Sunday 7 September 2014

Grangegorman: a bit of a timeline


Grangegorman on Dublin's northside is rich in history from pre-Viking times onwards. By the start of the 17th century, along with Stoneybatter the area was still a remote village, separate from the city.

Before that it had functioned as a home farm and orchard for the priories, with its manor in Stoneybatter (hence Manor Street).


The following timeline concentrates on Grangegorman's rapid transformation from the 19th century onwards, as the agricultural hamlet was turned into an urban district dominated by prisons and welfare and psychiatric institutions - and much more recently became a campus for Dublin Institute of Technology.

1773 – The House of Industry, Channel Row (now North Brunswick Street and since demolished).

1806 – The Bedford Asylum for Industrious Children (North Brunswick Street, demolished).

1810 – The Richmond Lunatic Asylum. Built as a large quadrangle, only its southern range still stands today.

The Clock Tower in Grangegorman1814Richmond General Penitentiary.  The prison was established as an alternative to transportation. Over time it became part of the asylum. Only the front range and central spine remain today - if you're coming up the Grangegorman Road Lower from Brunswick Street, this is the massive building on the right with the distinctive clock tower. It will be part of the new DIT campus but the renovation of this side of the campus is in a later phase.

1850 – The Hardwicke Fever Hospital. Even by the beginning of the 20th century Dublin's death rate was as bad as Calcutta's.

1854 – The District Asylum (North House).

1896 – The patient population reaches 2,375. Throughout the 19th century the site evolves and grows into a large regional mental hospital on some 30 hectares. Additional buildings stretch to the west of the original establishment.

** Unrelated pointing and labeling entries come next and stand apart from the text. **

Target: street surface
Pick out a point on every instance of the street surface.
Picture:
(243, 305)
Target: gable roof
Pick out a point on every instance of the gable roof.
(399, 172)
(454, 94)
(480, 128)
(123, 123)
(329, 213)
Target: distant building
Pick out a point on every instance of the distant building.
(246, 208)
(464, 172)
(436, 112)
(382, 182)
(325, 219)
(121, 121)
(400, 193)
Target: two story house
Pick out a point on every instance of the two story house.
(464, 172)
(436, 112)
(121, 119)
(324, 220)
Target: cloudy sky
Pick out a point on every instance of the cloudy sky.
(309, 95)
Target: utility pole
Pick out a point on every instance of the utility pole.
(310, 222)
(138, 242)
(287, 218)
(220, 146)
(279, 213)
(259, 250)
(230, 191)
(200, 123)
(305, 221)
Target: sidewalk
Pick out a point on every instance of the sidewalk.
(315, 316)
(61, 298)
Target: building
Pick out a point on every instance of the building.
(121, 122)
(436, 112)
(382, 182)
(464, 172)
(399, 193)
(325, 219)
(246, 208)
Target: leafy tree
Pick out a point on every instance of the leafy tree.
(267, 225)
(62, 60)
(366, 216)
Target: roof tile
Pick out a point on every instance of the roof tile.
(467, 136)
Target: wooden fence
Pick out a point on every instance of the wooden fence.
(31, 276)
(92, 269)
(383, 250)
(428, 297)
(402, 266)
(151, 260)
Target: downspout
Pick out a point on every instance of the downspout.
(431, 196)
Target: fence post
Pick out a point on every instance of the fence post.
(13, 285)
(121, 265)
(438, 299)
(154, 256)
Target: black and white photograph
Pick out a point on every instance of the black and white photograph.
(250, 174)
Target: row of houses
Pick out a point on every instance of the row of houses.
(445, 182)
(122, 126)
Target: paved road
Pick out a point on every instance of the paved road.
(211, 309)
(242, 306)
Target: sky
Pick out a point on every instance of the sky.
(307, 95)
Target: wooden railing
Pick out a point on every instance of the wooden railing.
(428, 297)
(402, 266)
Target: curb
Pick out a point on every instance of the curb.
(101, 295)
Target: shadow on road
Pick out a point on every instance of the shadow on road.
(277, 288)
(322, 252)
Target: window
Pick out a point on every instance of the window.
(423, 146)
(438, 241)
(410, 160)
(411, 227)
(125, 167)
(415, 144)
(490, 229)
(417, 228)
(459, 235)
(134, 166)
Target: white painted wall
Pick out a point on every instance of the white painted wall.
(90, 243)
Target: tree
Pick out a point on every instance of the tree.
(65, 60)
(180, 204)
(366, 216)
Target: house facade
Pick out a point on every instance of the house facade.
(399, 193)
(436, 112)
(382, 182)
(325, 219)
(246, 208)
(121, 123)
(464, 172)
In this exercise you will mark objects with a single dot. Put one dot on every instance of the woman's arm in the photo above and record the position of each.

1921 – Grangegorman District Mental Hospital established.

1958 – St. Brendan’s Psychiatric Hospital established.

1965 –  Patient population is now down to 1,628. The following year Ivor Browne becomes the Medical Superintendent at St Brendan's and introduces what is generally agreed to be a far more enlightened treatment regime.

2005 – A steady reduction to fewer than 100 patients.

2013 - St Brendan’s has fewer than 60 patients and closes that May. The remaining patients and staff are moved to the new Phoenix Care Centre, which opens that March on the North Circular Road.

Tenders are sought for a scheme to build two quads to accommodate 15 of the Dublin Institute of Technology's existing teaching schools on its new consolidated campus at Grangegorman.

2014 - DIT officially begins to move in to the new campus: the first departments to arrive for the start of the new academic year on 8 September (art, design, photography and social science) have 1,200 students and 200 staff.

2017 - This is when the two new quads are scheduled to be completed, to coincide with the completion of the new cross-city Luas tramline, which will stop at the campus's Broadstone entrance.

By then some 10,000 students from DIT's constituent colleges will have moved to the campus. Then DIT's buildings on Denmark Street, Mount Street and Bride Street will be put up for sale, followed by Kevin Street and Cathal Brugha Street.

2020 - The second phase of the campus is due to be completed by the end of this decade, when the remaining 10,000 students will move to Grangegorman. DIT will then be able to sell its flagship property on Aungier Street.